Und, nur für die Aufzeichnungen, meine neue monatliche Telefonrechnung beträgt 3$. Das sind drei Dollar. Drei. Aber darum geht es hier wirklich nicht.

Punkt hat die Skepsis gegenüber einem Telefon für 229 US-Dollar, das nur, naja, Telefon-Zeug macht, vorausgesehen. Das clevere Schweizer Unternehmen hat sich zunächst als Lifestyle-Marke und Change-Agent positioniert, erst an zweiter Stelle als Telefonhersteller. Mein Telefon wurde mit einer gebundenen Ausgabe von Sherry Turkles aufschlussreichem Buch „Reclaiming Conversation: The Power of Talk in a Digital Age ausgeliefert und Punkts Social-Media-Accounts sind voller Geschichten über die dunklen Folgen der Künstlichen Intelligenz und gruselige Pannen von Amazon Alexa’s.
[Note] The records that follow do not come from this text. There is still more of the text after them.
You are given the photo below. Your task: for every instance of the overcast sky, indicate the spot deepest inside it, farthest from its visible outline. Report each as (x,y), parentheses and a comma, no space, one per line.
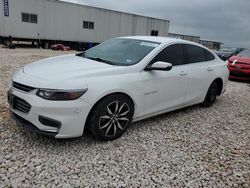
(227,21)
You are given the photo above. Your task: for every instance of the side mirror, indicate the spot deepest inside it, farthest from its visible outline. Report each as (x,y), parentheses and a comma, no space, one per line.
(159,65)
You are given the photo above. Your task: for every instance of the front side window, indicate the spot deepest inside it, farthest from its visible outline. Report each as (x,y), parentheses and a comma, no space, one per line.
(209,56)
(154,33)
(173,54)
(195,54)
(244,53)
(121,51)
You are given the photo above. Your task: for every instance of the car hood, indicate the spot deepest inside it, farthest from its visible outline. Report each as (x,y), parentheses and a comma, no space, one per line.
(245,60)
(66,69)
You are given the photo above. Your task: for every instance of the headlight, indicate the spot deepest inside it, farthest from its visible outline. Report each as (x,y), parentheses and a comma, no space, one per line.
(60,95)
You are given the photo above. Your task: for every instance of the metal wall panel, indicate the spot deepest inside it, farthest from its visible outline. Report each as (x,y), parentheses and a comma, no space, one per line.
(64,21)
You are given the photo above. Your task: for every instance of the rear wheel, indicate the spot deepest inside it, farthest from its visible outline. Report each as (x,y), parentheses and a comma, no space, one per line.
(111,117)
(211,95)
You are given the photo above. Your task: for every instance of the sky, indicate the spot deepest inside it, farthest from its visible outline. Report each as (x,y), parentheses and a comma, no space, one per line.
(227,21)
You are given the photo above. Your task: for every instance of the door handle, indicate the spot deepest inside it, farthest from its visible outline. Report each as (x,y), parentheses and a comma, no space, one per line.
(209,69)
(183,73)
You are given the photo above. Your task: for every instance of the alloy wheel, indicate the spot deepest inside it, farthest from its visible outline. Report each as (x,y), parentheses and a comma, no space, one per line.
(116,118)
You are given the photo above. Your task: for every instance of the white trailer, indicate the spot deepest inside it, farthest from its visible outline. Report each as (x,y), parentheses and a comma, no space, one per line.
(53,20)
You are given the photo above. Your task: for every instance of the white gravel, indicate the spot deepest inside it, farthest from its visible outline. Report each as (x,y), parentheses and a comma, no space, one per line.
(193,147)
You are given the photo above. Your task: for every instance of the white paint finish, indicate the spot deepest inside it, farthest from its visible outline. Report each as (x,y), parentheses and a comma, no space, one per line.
(64,21)
(153,92)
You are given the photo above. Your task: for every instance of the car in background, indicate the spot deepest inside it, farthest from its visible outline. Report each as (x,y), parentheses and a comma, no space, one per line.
(117,82)
(60,47)
(239,66)
(226,52)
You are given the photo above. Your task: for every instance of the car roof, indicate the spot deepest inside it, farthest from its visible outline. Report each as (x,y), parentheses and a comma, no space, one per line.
(157,39)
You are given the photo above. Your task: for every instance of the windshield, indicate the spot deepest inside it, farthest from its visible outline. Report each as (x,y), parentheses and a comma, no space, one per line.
(120,51)
(227,49)
(245,53)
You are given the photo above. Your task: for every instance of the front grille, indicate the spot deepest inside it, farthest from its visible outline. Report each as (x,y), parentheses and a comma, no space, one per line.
(22,87)
(21,105)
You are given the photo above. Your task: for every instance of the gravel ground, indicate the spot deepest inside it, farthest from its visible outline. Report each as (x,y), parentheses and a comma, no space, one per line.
(193,147)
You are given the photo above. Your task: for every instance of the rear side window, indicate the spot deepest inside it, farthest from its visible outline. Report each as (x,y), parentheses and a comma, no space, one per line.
(173,54)
(195,54)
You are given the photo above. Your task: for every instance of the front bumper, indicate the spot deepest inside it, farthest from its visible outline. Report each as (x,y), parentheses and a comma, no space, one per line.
(61,119)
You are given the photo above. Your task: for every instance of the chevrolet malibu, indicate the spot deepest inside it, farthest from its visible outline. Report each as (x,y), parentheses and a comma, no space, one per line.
(107,87)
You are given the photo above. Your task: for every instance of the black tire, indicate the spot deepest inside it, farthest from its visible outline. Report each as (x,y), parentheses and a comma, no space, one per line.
(211,95)
(111,117)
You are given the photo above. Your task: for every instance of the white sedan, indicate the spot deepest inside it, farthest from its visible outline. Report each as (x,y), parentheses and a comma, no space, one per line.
(120,81)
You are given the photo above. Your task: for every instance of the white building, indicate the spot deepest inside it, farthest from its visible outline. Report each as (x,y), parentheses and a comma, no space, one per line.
(53,20)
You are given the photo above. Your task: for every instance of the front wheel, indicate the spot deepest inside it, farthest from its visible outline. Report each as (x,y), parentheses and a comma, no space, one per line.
(211,95)
(111,117)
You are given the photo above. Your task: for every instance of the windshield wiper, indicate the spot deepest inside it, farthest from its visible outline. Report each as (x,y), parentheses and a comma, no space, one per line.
(100,60)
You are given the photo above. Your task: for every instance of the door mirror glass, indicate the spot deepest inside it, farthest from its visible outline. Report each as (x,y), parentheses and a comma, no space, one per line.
(161,66)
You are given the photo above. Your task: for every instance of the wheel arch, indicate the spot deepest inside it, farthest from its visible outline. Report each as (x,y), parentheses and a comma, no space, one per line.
(219,81)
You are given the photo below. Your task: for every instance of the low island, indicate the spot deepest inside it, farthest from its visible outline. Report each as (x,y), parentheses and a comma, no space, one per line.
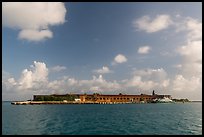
(97,98)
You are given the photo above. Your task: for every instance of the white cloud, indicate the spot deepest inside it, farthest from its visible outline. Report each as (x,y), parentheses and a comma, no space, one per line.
(159,23)
(120,58)
(184,87)
(144,50)
(33,18)
(103,70)
(57,68)
(35,35)
(37,73)
(147,80)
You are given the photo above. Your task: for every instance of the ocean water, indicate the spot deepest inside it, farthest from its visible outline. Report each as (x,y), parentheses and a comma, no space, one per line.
(106,119)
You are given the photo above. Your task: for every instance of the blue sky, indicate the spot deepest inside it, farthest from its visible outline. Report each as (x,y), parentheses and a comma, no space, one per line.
(88,36)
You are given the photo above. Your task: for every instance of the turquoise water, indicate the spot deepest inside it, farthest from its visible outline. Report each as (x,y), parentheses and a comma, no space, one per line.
(96,119)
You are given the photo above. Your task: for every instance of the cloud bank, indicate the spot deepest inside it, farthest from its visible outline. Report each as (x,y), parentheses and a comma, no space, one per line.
(33,19)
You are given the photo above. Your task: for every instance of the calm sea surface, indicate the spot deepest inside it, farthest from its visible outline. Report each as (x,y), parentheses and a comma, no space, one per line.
(98,119)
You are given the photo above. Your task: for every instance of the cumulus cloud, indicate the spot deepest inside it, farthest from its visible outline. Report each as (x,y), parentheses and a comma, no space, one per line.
(103,70)
(153,25)
(57,68)
(144,50)
(189,81)
(33,19)
(148,80)
(120,58)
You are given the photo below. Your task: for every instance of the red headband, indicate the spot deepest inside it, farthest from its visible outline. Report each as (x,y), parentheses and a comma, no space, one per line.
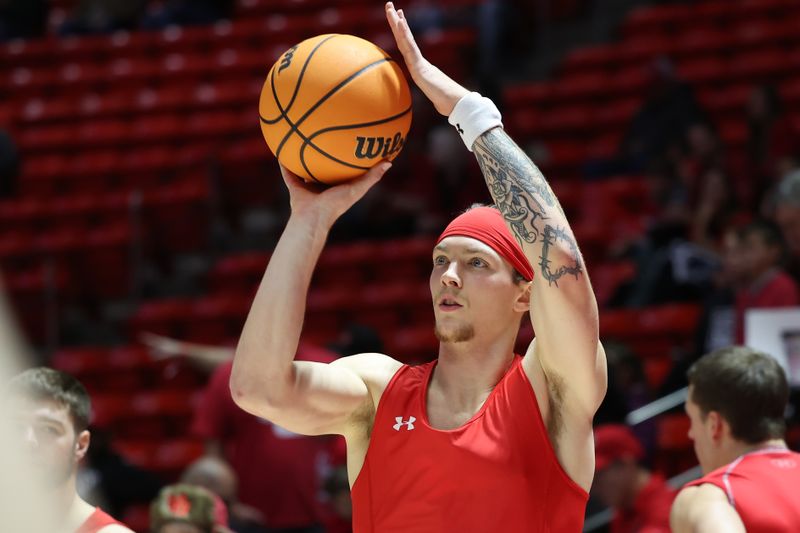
(486,224)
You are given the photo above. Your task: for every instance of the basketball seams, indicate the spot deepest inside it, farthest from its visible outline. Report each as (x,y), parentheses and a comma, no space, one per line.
(308,140)
(297,83)
(294,127)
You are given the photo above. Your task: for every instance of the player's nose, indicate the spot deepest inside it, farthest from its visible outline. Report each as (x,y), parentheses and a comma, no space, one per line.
(450,277)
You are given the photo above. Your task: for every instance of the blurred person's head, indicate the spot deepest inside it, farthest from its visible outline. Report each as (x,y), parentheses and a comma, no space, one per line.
(787,211)
(50,410)
(763,249)
(764,103)
(734,270)
(736,402)
(214,474)
(337,489)
(184,508)
(618,472)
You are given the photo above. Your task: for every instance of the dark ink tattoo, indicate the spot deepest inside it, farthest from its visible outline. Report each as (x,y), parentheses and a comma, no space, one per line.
(521,193)
(549,238)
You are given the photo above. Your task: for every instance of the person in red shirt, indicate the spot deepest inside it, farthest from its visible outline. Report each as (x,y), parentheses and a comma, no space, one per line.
(481,439)
(736,404)
(640,498)
(765,284)
(279,471)
(51,410)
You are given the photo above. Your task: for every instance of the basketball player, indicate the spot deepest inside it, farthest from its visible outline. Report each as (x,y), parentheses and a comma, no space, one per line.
(51,411)
(481,439)
(736,404)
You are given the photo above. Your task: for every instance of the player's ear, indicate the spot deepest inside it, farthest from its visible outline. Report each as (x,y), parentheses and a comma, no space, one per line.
(716,425)
(82,444)
(523,301)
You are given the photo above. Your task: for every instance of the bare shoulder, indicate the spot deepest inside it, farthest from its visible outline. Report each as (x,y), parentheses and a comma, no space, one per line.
(704,508)
(115,528)
(375,369)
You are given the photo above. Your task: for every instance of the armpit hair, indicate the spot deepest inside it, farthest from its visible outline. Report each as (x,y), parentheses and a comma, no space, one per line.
(555,422)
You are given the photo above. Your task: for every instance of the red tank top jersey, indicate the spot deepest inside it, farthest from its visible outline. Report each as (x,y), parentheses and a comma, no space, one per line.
(97,521)
(497,472)
(764,488)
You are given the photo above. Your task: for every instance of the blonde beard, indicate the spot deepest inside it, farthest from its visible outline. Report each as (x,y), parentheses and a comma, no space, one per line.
(462,333)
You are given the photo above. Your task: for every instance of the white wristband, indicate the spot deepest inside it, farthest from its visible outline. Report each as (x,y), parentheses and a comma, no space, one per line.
(472,116)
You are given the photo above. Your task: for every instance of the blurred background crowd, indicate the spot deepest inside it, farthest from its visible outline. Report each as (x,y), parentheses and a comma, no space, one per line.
(139,205)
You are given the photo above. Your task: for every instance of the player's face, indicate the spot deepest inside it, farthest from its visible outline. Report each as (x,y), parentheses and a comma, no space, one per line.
(47,434)
(472,288)
(701,434)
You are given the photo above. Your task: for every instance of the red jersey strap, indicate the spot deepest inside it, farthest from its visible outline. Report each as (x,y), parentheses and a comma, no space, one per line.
(97,521)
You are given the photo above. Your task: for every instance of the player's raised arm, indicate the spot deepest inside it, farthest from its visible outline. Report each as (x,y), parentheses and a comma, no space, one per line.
(304,397)
(563,306)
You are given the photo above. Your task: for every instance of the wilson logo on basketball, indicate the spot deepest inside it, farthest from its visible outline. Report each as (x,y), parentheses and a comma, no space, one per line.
(372,147)
(287,59)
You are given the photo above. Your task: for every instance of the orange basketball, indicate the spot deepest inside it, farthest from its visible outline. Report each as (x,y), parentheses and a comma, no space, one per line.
(333,106)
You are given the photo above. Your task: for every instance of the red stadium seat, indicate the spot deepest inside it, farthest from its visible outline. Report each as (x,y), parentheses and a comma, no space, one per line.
(106,262)
(238,274)
(600,57)
(343,265)
(704,70)
(177,217)
(165,317)
(703,41)
(217,319)
(407,259)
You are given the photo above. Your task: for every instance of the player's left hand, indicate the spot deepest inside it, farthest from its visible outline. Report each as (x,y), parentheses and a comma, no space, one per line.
(440,88)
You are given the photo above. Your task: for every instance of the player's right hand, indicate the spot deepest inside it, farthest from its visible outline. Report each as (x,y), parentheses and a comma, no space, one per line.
(443,92)
(330,202)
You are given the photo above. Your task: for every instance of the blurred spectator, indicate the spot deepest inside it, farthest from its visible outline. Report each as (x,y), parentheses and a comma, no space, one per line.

Und die firmeneigene Digital Detox Challenge hat eine Art Bewegung ausgelöst, komplett mit Twitter-Hashtags wie „#technology_tamed” und einer Homepage voller Geschichten über Smartphone-Pannen und das bessere Leben, das auf der anderen Seite wartet.

Es ist hilfreich, dass Punkts Handy eleganter ist, als ein Handy sein müsste – minimalistisch edel in der Art einer museumsreifen Uhr von Movado. Der vielseitige britische Möbel- und Haushaltswaren-Designer Jasper Morrison entwarf das MP 01, und dessen einfachen runden Tasten und der helle kleine Bildschirm sind einfach unwiderstehlich haute. Das Kunststoffgehäuse ist vielfältig abgewinkelt wie die Oberfläches eines Stealth-Bombers und mit Grübchen bedeckt wie ein Golfball. Es hat genau die richtige Größe, liegt gut in der Hand, und es bekommt Aufmerksamkeit in einem Maße, wie es einem iPhone X niemals gelingen würde.

Aus Sicht von AFAR, ist das MP 01 von Punkt ein überraschend fröhlicher Reisender. Obwohl das 2G-Netz in weiten Teilen Asiens und Australiens bestenfalls lückenhaft ist, müssen mehrere Anbieter in Europa, darunter T-Mobile und Telenor, ihre GSM-Netze erst noch verlassen. Man kann also zumindest noch in den nächsten Jahren den Kontinent mit einem MP 01 in der Tasche durchkreuzen. 

Am Ende boten meine zwei Monate mit einem „Dumbphone“ hin und wieder ein bisschen Auf und Ab, aber nicht aus den von mir erwarteten Gründen. Ich habe nicht mobiles Facebook oder mobiles Twitter oder mobiles Pinterest vermisst und definitiv habe ich keine Kackhaufen-Emojis oder animierte Katzen-GIFs vermisst. Ich habe den Komfort und die Vorteile meiner Starbucks-App und die Möglichkeit, meine schlechte 70er-Jahre-Musik und öffentliche Radio-Podcasts während der Fahrt zur Arbeit (TMI?) abzuspielen, vermisst. Natürlich hat das Fehlen von E-Mail- und Slack-Benachrichtigungen zu Anpassungen meiner Arbeitsgewohnheiten geführt und auf der Straße erforderte der Mangel an Navigationsfunktionalität von Kurve zu Kurve die gelegentliche Verwendung dieser großen Faltpapiersachen. Aber das ist der Sinn der digitalen Entgiftung, oder? 

So waren es acht Wochen mit dem Punkt und dem #TravelUnplugged-Versprechen, und ich fühle mich, naja: schlauer. Ich befinde mich nicht mehr in einem ständigen Online-Zustand, was vermutlich bedeutet, dass ich in gewisser Weise weniger mit einem bestimmten Teil der Welt oder mit der ganzen Welt verbunden bin. Aber ich bin auch weniger beunruhigt von Geschichten über die Missetaten von Unternehmen, die ihre Geschäfte über Smartphones abwickeln und bin noch nicht einmal mehr anfällig für die glamouröseste neue Mobiltechnologie. Ich habe keine Angst mehr davor, in den Regen zu geraten oder meine Ladekabel zu vergessen. Ich lese und schreibe mehr und fotografiere mit einer echten Kamera und lerne sogar, die Ukulele zu spielen. Und ich rede mehr, zu Menschen, mit meiner Stimme. Ich fühle mich größer.

In ihrem Buch erinnert Sherry Turkle an Henry David Thoreau und den wundervollen Kreis, den er am Walden Pond schuf: „Er sagte, dass in seiner Hütte drei Stühle seien – einer für Einsamkeit, zwei für Freundschaft und drei für die Gesellschaft.“ In meinem Leben war das Smartphone ein Reißnagel auf allen drei Stühlen geworden: Es machte mich weniger fähig, allein zu sein, weniger präsent als ein Freund und weniger engagiert als ein Mensch. Das Dumbphone aus der Schweiz hat mich nicht geheilt, aber es hat mir geholfen, mich selbst zu heilen. Und das scheint mir für ein Telefon ziemlich smart zu sein.